Sep 6, 2010

Eat Your Broccoli...It's GOOD for You! (Part 2)

Welcome back!

The question I’ve been mulling over, which I introduced a few days ago, was: how do I sync up my mothering (doing what’s good for my kids) with my own self (doing what’s good for me)? How do I make time for it all? And does being a really good mom always have to conflict with being good to myself, physically and emotionally?

Click here to read my first post, part 1. You know you wanna!

I am a Christian…so I will be assuming, along the way, that I can excavate the answers I need from the Bible. I started there when I began my motherhood journey, but I had no idea how many specific parenting questions and problems would be solved for me through asking God to help me and doing a lot of studying in the Bible. If you come from some other angle, religion, or philosophy of life/parenting, come back and read anyway. I’ll just be sharing where I’m finding peace with myself and my kids, and what prevents me from it. Don’t we all have that in common?

One of the Bible’s more poignant passages about women and motherhood, in the book of Titus, contains a list of things younger women can learn about family life from outstanding older women. The first item listed is “love your husbands and children.”

All the items in the list are initially tagged by one uniting quality:

“Good.” They are all good.

Good for who?

Good for the husband and children, for sure.

Good for the community.

Good for society at large.

Anybody else left?

Good for you. Me.


It’s good for me to pour out love on my kids. Endless hours of Legos. Endless diapers. Endless hugs. Endless answering of curious questions. Endless new clothes to be purchased. Endless coaching on manners and kindness. Endless help with homework. Endless patience. The key word is endless.

Hmmm…how can this be? If I spend myself on my kids, what will be left of me?

Every mother knows real love will be painful. It will cost her something. She will lose a lot of sleep. She will wash a lot of laundry. She will cry. She will not know how to teach her kids everything she wants them to know about life. She will worry. Real love will demand heavily from her. She will have to sacrifice, even set herself aside. I can give to my kids endlessly at the expense of personal ruin. But by the time I’m done parenting, I’d sure like to have a personality left, and some energy, and maybe even some personal interests!

I guess the other option is to hold back from them selfishly. I could be the mother who always puts what I want to do before my kids. But really, what mother wants to pay the high price of being isolated from her kids, and suffering fragmented relationships with them?

Either way, I lose out.

The secret I think the Bible contains is this: my kids are not the enemy. They cannot rob me of peace and fulfillment because they take my time, or because I now have all these questions, issues, and uncertainties over raising them.
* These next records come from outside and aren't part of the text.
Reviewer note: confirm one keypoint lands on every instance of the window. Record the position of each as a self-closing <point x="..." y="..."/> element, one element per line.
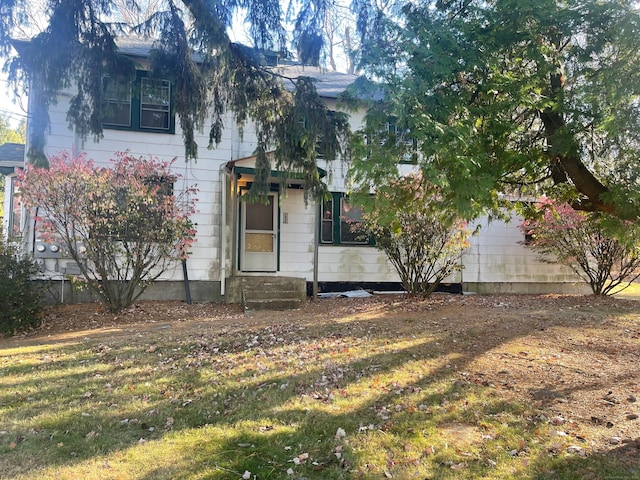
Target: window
<point x="340" y="222"/>
<point x="155" y="101"/>
<point x="326" y="235"/>
<point x="117" y="96"/>
<point x="143" y="105"/>
<point x="398" y="139"/>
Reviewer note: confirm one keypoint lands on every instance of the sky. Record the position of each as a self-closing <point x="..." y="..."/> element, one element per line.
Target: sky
<point x="9" y="108"/>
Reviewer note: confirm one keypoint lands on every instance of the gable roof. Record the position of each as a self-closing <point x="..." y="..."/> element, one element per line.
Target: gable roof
<point x="329" y="84"/>
<point x="11" y="157"/>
I am the enemy of my own self, because I buy into the idea that generous love and personal peace/joy are at odds. They’re not! They are exactly the same. Knowing you’ve poured yourself out for someone else is total bliss. It’s total fulfillment.* We just don’t believe that’s true…and that makes us unable and unwilling .

I think all mothers have experienced at least one of those rare moments of heightened tenderness. Up at night rocking a sick baby, or talking/hugging through something that made your little girl truly sad. You are soaring with the exhilaration of just being there for your child, in a way no one else could. You don’t lose your identity in those moments. You find it.

Those moments capture the essence of why it’s so “good” for moms to generously, painfully, wholeheartedly love their kids.

The best, most consistent example of that kind of love is Jesus Christ. He went as far as dying…laying down his life as an act of love. That life is what repairs the breach in our thinking and in our hearts, bringing us back to what’s good for us. And he was totally free, at peace, and even full of joy in the process. He found his life in laying it down. Read for yourself.

These things I have spoken to you, that my joy may be in you, and that your joy may be full. This is my commandment, that you love one another as I have loved you. Greater love has no one than this, that someone lay down his life for his friends. John 15:10-13

My future posts will hopefully touch on the nitty-gritty of being a mom…come back again and hash out the details with me!

*Please don’t mistake me for saying this mother is the slave of her children, devoting every second of her life to fulfilling all their whims and desires. I’m not at all saying moms should be doormats! Sometimes the most loving - and most difficult - thing about parenting is standing up to your kids…having the wherewithal to set some boundaries and enforce some rules! A good topic for another post.